1. I’m seeing an error in the startup logs which read there is a connection error. How can I resolve this?

If you’re reading this in the logs on startup, it is a product of a continual health check which will persist to print out this error until the model has loaded completely. This is not an error as the LLMs may take as little as 10 seconds, up to 20-30 minutes to completely load. You should monitor the startup via the health and liveness endpoints.

2. What is the compatibility between the LLM NIM container and NVIDIA’s pre-built trt-llm engines?

The models will be built for a specific combination of GPU count, and hardware targets. The versioning must also align on the YY.MM. For example, if the container version is 24.04, the model name on NGC MUST also be a 24.04 variant. This is due to the trt-llm version within the NIM container will not be consistent with another release as the LLM NIM container cherry-picks commits from trt-llm to get the best features as soon as possible.

3. Can I use a model generated for a prior container release in the latest container?

No. This is never expected to be supported as there will be no forward or backward compatibility. You should only ever use models and containers which have the same “YY.MM” versioning. This is a requirement, not a suggestion.
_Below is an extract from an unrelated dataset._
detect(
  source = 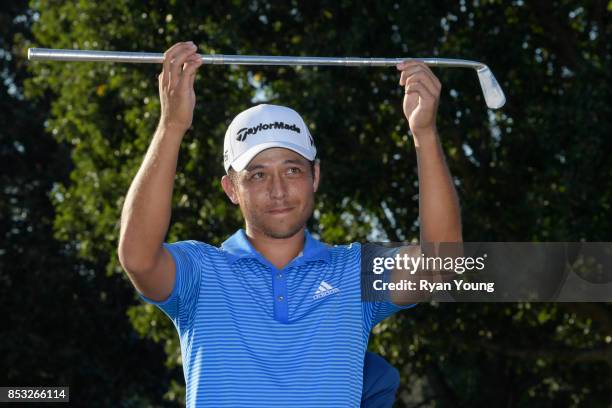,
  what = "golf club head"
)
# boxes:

4. Can I run more than one LLM within a single container?

No, this is an anti-pattern as the target deployment recommends one LLM per pod/container. Additionally, the GPU ram needed by the LLM is only a portion of the total consumed memory. About 90% of the remaining RAM is allocated by the kv cache to help improve inference performance.

5.When running a model with Tensor Parallelism > 1, I receive “P2P is disabled between connected GPUs 1 and 0.” error. How do I resolve it?

Some cloud providers may disable GPU P2P over PCIe for security reasons. To enable it, you may need to ask your cloud provider. You may also try setting the environment variable: NCCL_P2P_DISABLE=1 which should force the CPUs to communicate over shared memory.